To be Devil's Advocate:
Given that the rest written in Comic Sans, it may be an early elementary school exercise, aimed at teaching kids to do multiplications. In this case, it's tolerable and/or defensible to find a simplification for pi.
That said, making pi equal to 3 would have been more accurate for that...
Unless the kid is even slightly above average and finds the idea that pi equaling 5 confusing.
...if they're above average, I think they'll figure out the explicitly defined variable. I think the instructor is trying to make sure this problem doesn't require a calculator and figured defining pi as 5 makes it clear that you can treat it as a whole number. 3 would be more accurate and just as easy, but meh idk that this is that great of a blunder.
Or it's from an ME. They seldom can remember the rounded value of Pi, but they're pretty sure it's somewhere between 3 and 4. But you probably should use 5 just to be safe.............
That's how you know math is OP when you can calculate volumes in parallel worlds where circles don't even looks like circles
They're just rounding up from "3."
And not that pussy rounding up where you go up by only 1, oh no, we’re rounding up 2 baby.
Damn inflation is everywhere now, even the transcendentals :'(
This is how the wealthy calculate their tax exemptions.
With π=5 maths break down completely. If π=5, then e^(5i) = -1, meaning -1 = cos(5) + i * sin(5), or -1 ≈ 0.284 - 0.959 i
Intel®️ inside
Wow, that takes me back - you're referring to the floating point bug from ...98?
It's posts like these that makes me think we're all old here on Lemmy and then I get a response from someone who tells me they're 18...
665.999999657838 the floating point number of the beast
I think you're overthinking it. The first thing you're told when you learn algebra is that a letter represents a number and you can say "let a equal (number), b equal (number)..." so you can let pi equal whatever you want for the purposes of one simple problem.

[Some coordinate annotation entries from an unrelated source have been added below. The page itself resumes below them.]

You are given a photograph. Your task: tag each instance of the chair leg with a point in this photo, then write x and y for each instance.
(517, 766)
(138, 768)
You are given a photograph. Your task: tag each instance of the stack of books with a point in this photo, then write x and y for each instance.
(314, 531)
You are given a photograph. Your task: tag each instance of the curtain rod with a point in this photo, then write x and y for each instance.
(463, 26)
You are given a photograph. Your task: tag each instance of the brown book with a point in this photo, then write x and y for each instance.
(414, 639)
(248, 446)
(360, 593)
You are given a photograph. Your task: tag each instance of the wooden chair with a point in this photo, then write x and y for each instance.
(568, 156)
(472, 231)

But the question is saying to find the volume of a cylinder. Which its clearly wrong.
Well, if we want to be pedantic, they never said that h is the height and r is the radius of the base circle. They could be just random numbers.
Also, since we never calculate with all the digits of pi, it is not any less weird to round to the nearest 5 and say that it's 5, than to the nearest 0.01 and saying it's 3.14. It just has a higher amount of rounding error.

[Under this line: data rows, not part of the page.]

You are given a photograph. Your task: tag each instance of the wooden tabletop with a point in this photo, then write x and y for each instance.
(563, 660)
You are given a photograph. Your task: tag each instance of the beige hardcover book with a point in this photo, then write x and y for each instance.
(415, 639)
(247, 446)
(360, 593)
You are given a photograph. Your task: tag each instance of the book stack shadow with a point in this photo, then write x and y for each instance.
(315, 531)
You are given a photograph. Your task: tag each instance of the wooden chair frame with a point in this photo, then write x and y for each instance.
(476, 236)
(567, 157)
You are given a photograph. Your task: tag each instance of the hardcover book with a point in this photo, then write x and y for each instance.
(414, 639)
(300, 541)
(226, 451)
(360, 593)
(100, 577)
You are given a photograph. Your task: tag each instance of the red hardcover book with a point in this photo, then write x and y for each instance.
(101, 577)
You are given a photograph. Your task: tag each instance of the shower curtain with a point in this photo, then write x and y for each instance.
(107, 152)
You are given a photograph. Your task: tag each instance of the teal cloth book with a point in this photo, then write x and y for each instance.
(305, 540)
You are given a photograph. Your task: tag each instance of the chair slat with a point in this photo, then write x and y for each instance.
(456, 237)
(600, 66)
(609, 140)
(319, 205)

Idk, if you want to test people on how they understand formulae and order of operations without letting them just punch it into a calculator. The actual math isn't hard, but if you don't get substituting values into an equation then it's not trivial
Just let π be 3 ...
Or have them learn how to use a calculator at the same time.

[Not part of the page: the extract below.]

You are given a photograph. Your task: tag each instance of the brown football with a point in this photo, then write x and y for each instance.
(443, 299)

Your life is easier and better if you can do this kind of simple math in your head.
Oh don't you try to sell me on the "you won't always have a calculator in your pocket" thing. I have fucking Excel in my pocket.
It's not just about haveing a calculator, it's also that it's faster and more convenient if you can do simple sums like this in your head. It also means you can sanity check the numbers your calculator gives you to make sure you didn't make a mistake entering the sum.
To your point below about products having their unit cost displayed, more than once I've seen that just be wrong, so I wouldn't rely on it. Make sure you can check it in your head.
Who really wants to use Excel to figure out if the 24-pack of Coca-Cola or the 3 12 packs is a better deal?
I don't need to, there's a legal requirement to print prices per liter or kg on every price tag here.
When you want students to not use calculators but still rate a question for 10 second answer.
"One! Two! FIVE!" "Three, Sire!" "THREE!"
Teaching them to to obey dumb instructions from incompetent bosses.
Very useful skill.
Assume the earth is a flat disc . . .
That just means the curvature of spacetime is negative.
π = 5 for very small values of r.
My favorite is when doing Order of Magnitude estimations, you are supposed to let pi = 1
I would be a smartass and leave Pi as a factor throughout and in the answer. I'm used to doing that in Calculus anyways.
V = πr^2^h
V = π⋅10^2^⋅10
V = π⋅100⋅10
V = π1000
BONUS SOLUTION:
V =∫~0~^10^ A⋅h dh
A = ∫~0~^10^ 2πr dr
V= ∫~0~^10^ ∫~0~^10^ h⋅2πr dr dh
h is a constant for A's integral so we can safely move it into V's integral
V= ∫~0~^10^ h⋅∫~0~^10^ 2πr dr dh
π is a constant so we can safely remove it from A's integral
A = π⋅∫~0~^10^ 2r dr
A = π⋅[r^2^]~0~^10^
A = π⋅( [10^2^] - [0^2^] )
A = π10^2^
A = π100
V = ∫~0~^10^ h⋅π100 dh
π100 is a constant so we can safely remove it from V's integral
V = π100⋅∫~0~^10^ h dh
V = π100⋅[h]~0~^10^
V = π100⋅([10] - [0])
V = π100⋅10
V = π1000
It goes a lot deeper but I'm not bored enough for that, yet.
EDIT: Hang on. I'm wrong with that height integral. Can somebody help remind me?
Makes me miss the days of 22/7.